甲州街道四十四次 6

4月11日の甲州街道再開から半月余、

真夏日に近い28日(日)再び甲州街道へ。

電車バス、電車と乗り継いで前回足止めの京王線東府中駅へ。

前回は途中から江戸初期の街道、甲州古道を少し歩き東調布駅前へ来てました。

甲州古道は、品川街道と呼ばれ、江戸時代の初期には東府中までの道が、

甲州道中の一部として使われていたといわれてる。

東府中の駅で甲州街道都道229)と出合い合流します。

駅前は変則的な4差路状で旧甲州軌道(都道229)は、左手斜め方向へ進みます。

カラーのマンホールはヒバリの親子と梅の花

2,3分でJR南武線の踏切りを渡ると、八幡町へ入ります。

左手の線路は、東府中駅から1km弱の府中競馬場駅への線路。

通過した電車は結構混んでいたので、競馬開催かな?

そうでした、今日日曜日、ダービーとの関連があるのかも。

府中競馬場、思い出した、チョンガーだったころ1度だけ足を運んだことがあった。

おっ、トキワツユクウサでは、

踏切を渡り約10分ほどゆくと左手遊歩道に八幡宿碑があった。

碑には、

八幡宿は“宿”という字は付いてはいますが宿場ではなく、農業中心の集落で、

先に鎮座する大國魂神社社領に属していて、国府八幡宮の周辺に発達した村落で

八幡宿村と呼ばれていが、甲州街道が開設により街道筋に移転した。

とある。

すぐ先の左手に「武蔵国八幡宮」の石碑、鳥居が立ち参道が奥に続いてます。

鳥居の手前に、文化11年(18144年)に建造という常夜燈があった。

街道書では、台座には常夜燈、燈籠正面に秋葉大権現と刻まれている、とある。

参道を行くと、東府中駅からの京王電鉄競馬場線に分断されていた。

渡ると武蔵国八幡宮八幡神社が鎮座しています。

国府八幡宮は、聖武天皇(在位724年~749年)が一国一社の八幡宮として創建という

由緒ある神社で、大國魂神社の境外末社の1つで、八幡宿という地名が

この神社に由来しるそうです。

参道を戻りさらに10分ほど行くと、八幡宿交差点。

先は宮元町(旧新宿)へ入り、府中宿の内の「新宿」が始まり、

交差点向かいのビル脇に大きな幟が建ていた。

街道書にある「新宿標石」は幟建柱の根元にあるようです。

府中宿は府中三町「番場・本町・新宿(しんしゅく)」によって構成されていた

と言われるようなので、府中宿の江戸口にあたるのかな?

 街道書によれば、

「府中は、かつては武蔵国(現埼玉南部・東京・川崎・横浜)の国府が置かれた

政治・文化の中心地であった。

鎌倉幕府の崩壊で衰退し、江戸時代に入ると、日本橋から約7里半(約30km)に

位置する4番目(数え方によっては9番目とも)の宿場町で、鎌倉街道甲州街道が交わる交通の要衝でもあり、江戸を出立して最初の宿泊場所としては最適な距離で非常に

栄えた宿場でした。

宿並は新宿(現在の宮町)、番場宿(現在の宮西町)、本町の3町(府中三町)で構成され、

天保14年(1843年)の記録によると

本陣1軒、脇本陣2軒、旅籠38軒、問屋場3軒、家数430軒、人口は2,762人 」

とある。

さらに300mほどで大国魂神社東交差点。

街道書には、

明治サウスビル脇に明治天皇行在所跡解説があり、田中三四郎家が務め、昔柏屋といい柏屋脇本陣のの碑が立つっている、とあった。

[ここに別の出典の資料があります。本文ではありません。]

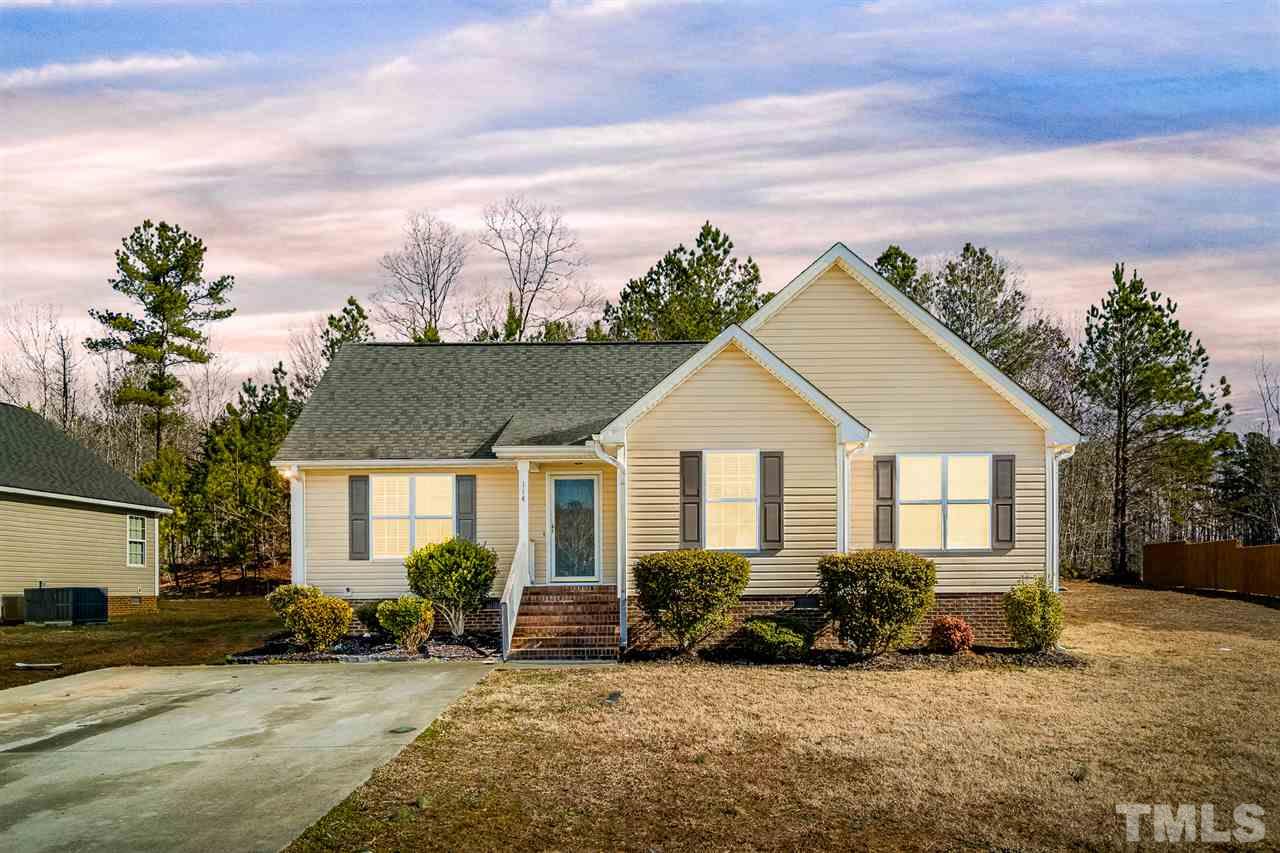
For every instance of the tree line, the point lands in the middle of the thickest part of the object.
(151, 396)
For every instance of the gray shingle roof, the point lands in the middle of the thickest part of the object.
(457, 400)
(37, 456)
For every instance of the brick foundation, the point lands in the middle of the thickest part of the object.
(129, 605)
(982, 611)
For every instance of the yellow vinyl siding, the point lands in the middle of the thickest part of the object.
(72, 544)
(327, 516)
(735, 404)
(914, 397)
(607, 500)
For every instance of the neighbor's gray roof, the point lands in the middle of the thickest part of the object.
(37, 456)
(457, 400)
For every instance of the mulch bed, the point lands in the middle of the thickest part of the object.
(900, 660)
(359, 648)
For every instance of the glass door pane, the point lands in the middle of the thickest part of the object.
(574, 532)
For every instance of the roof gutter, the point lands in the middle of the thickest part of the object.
(77, 498)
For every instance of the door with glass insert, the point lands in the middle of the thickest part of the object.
(574, 529)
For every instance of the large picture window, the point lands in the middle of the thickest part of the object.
(944, 501)
(732, 500)
(408, 511)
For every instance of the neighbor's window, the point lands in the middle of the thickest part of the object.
(137, 537)
(732, 500)
(944, 502)
(408, 511)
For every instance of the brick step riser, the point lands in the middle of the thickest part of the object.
(556, 643)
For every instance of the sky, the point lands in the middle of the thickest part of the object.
(296, 136)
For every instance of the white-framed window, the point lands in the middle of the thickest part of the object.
(944, 501)
(136, 541)
(732, 502)
(407, 511)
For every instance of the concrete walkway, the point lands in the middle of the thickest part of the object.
(204, 757)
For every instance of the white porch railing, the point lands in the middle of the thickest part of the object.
(520, 575)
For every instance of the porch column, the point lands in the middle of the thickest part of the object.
(522, 491)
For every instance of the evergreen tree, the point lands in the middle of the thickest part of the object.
(689, 295)
(1148, 374)
(161, 268)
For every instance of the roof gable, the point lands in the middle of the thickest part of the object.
(442, 401)
(849, 428)
(1057, 429)
(37, 459)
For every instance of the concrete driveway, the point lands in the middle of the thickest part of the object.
(204, 757)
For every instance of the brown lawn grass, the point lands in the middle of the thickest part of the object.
(711, 756)
(182, 632)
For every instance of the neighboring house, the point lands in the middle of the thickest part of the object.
(68, 519)
(841, 415)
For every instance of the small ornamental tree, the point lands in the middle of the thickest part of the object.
(457, 575)
(689, 593)
(876, 597)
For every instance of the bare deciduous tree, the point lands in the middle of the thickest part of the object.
(543, 259)
(420, 276)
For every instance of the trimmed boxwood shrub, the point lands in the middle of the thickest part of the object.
(368, 615)
(775, 641)
(319, 621)
(950, 635)
(689, 593)
(283, 598)
(408, 620)
(1034, 615)
(876, 597)
(457, 575)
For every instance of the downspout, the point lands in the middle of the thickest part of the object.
(621, 533)
(1059, 457)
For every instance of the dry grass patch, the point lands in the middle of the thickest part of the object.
(181, 632)
(699, 756)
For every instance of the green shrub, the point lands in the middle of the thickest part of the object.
(769, 639)
(408, 620)
(876, 597)
(283, 598)
(368, 615)
(319, 621)
(457, 575)
(690, 593)
(1034, 615)
(950, 635)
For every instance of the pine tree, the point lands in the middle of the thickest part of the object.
(1148, 374)
(163, 269)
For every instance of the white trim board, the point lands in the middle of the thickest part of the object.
(76, 498)
(840, 255)
(848, 428)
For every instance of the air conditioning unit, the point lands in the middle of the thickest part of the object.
(74, 605)
(13, 610)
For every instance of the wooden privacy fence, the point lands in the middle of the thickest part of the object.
(1214, 565)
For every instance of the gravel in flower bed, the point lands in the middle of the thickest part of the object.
(908, 658)
(368, 647)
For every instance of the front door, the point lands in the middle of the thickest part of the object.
(574, 529)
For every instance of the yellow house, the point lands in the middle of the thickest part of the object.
(68, 519)
(841, 415)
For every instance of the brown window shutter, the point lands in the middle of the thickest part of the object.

屋敷は府中郷土の森へ移築したそうで、前に行った郷土の森に古民家がありました。

直ぐ隣に近江屋中屋平兵衛脇本陣跡があたというが、示すものやその痕跡すら

何もなし。

100mほど先は、大国魂神社前交差点で、北側の京王線府中駅前から続く

ケヤキ並木は大国魂神社の参道であり「馬場大門の欅(けやき)並木」と言われ、

国の天然記念物に指定されている。

南側に大きな社標が建ち、参道は続き大国魂神社が鎮座してる。

ケヤキ並木は、

「1062年、源頼義、義家父子が、前九年の役の戦勝祈願御礼として、

けやきの苗千本を寄進したことに始まりといわれ、その後、徳川家康が関が原、

大坂両役の戦勝の御礼として馬場を献上し、けやきの苗を補植しました。

現在のけやき並木には、その江戸初期のものが数本残っているほか、

けやきが約110本、その他えのきなどの老樹を含め、合計で約120本の木が

植えられている。

大正13年、国の天然記念物に指定されました。

けやきの並木道が指定されているのは日本でここだけです。」

とあり、幕末までは馬市も開催されていた、という。

現在もケヤキ並木保存のため、市内の学校行事として植樹が行われてるという。

大きな大国魂神社社標石の建つ前の交差点に、2本のケヤキ古木。

年代を重ねた重厚な風情ですが、右の樹齢を重ねたケヤキは3mくらいから上部は

伐採されてるが、幹から太い枝が伸び葉を茂らせている。

よくみると、何と伐採された太い幹は空洞化していて、新たな若木が中で育ち

枝を広げていたのでした。

下部と上部には四角く小窓が開けられ、内部が見られるようになっていた。

古木の幹はところどころ穴が開き、若木の枝が外へ伸ばしていた。

こんな再生のしかた、驚きですね。

街道歩きをして宇ると、けっこう古木大木に出会うことがおおいですね。

中山道では、桜にモミジが芽生えていたことがあった。

大国魂神社について、府中観光協会の資料によると、

大国魂神社は葉景行天皇41年(111)の創祀と伝えられ、

御祭神は 大國魂大神 で出雲の 大国主命 と同一の神とされる都内屈指の古社。

武蔵国の一之宮から六之宮までを合わせて祀るため、「六所宮」とも呼ばれ、

武蔵国の総社にあたる。

境内地がかつての武蔵国国府跡にあたり、境内の東側に跡も「武蔵国衙跡地区」として国の史跡に指定されています」

とある。  

大鳥居を潜りケヤキに囲まれた参道を進む随神門、中雀門と進むと、重心の低い拝殿があり重厚な本殿に到着。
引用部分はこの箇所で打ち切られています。